Probability of getting B pair and a G = (3/10)*(3/9)*(4/8)*3!
(You multiply by 3! here because you could pick in some other order e.g. Bright, Bleft, G or Bleft, G, Bright etc)
Bleft, Bright, B
Get a Bleft and Bright in (3/10)*(3/9) ways. Then get any blue in 4/8 ways.
Probability of getting B pair and another B = (3/10)*(3/9)*(4/8)*3!/2!
(You multiply by 3! here to account for the order e.g. Bright, Bleft, Bleft or Bleft, Bright, Bright etc but two gloves will be identical so you divide by 2!)
Gleft, Gright, B
Get a Gleft and Gright in (2/10)*(2/9) ways. Then get any Blue in 6/8 ways.
Probability of getting G pair and a B = (2/10)*(2/9)*(6/8)*3!
Gleft, Gright, G
Get a Gleft and Gright in (2/10)*(2/9) ways. Then get any other G in 2/8 ways.
Probability of getting G pair and a G = (2/10)*(2/9)*(2/8)*3!/2!
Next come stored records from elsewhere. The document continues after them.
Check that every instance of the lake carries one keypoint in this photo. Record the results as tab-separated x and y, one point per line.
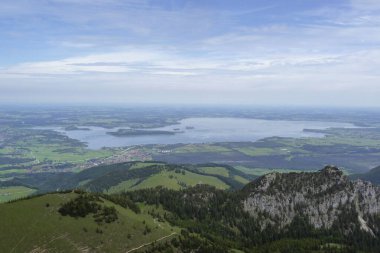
204	130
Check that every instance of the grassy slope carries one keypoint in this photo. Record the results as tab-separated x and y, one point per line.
30	225
14	192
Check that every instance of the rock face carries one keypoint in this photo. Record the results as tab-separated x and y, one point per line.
324	197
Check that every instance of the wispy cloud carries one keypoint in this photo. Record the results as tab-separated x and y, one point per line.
245	52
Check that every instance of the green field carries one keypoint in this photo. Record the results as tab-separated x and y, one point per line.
14	192
43	229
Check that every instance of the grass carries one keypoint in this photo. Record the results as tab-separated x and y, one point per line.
241	179
14	192
123	186
31	224
139	165
5	172
221	171
53	153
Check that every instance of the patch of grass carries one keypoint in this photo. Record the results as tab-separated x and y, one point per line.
18	171
14	192
139	165
123	186
241	179
35	224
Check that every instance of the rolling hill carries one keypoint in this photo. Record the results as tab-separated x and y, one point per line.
320	212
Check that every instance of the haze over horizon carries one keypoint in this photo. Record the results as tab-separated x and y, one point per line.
294	53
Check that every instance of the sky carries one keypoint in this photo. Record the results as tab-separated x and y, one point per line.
252	52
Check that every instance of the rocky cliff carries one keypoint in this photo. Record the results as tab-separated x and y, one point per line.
326	198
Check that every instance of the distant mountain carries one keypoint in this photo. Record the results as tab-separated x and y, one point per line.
320	212
372	176
325	198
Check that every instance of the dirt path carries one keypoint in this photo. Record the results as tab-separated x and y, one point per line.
146	244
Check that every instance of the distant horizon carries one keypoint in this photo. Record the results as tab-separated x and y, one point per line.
186	106
273	52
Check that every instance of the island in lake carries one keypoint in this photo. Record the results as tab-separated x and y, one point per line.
75	128
137	132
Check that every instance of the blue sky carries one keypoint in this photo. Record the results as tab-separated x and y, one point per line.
285	52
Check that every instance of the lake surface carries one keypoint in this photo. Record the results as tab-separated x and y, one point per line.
205	130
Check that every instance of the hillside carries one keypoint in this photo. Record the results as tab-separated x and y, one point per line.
372	176
35	225
321	212
128	176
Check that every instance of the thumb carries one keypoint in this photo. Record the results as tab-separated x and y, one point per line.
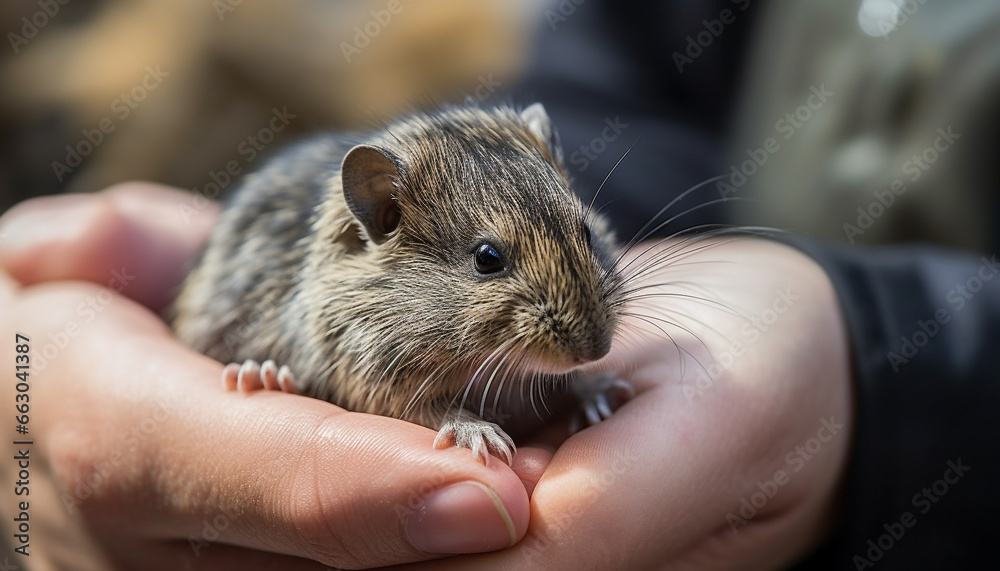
291	475
133	229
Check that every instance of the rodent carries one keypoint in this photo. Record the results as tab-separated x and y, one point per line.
403	271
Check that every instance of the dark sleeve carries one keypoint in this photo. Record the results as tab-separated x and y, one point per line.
613	75
923	341
925	335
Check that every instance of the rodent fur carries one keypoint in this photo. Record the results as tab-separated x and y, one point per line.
350	258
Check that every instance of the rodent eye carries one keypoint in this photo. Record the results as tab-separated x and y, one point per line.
488	260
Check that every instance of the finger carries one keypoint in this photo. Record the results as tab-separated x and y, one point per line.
294	475
136	238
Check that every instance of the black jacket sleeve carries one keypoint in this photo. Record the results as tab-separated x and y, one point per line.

Adding them all up, you get 41/60.
Note here that we cannot say that let's get Bleft, Bright and then any one of the remaining gloves. We need to take separate cases for the third glove (B or G i.e. first two cases above) because the number of arrangements of Bleft, Bright, G is different from number of arrangements of Bleft, Bright, B as we see above. In one case we multiply by 3! because all 3 gloves are distinct. In the other case, we multiply by 3!/2! because 2 of the gloves are identical. Same logic can be used for the green pair.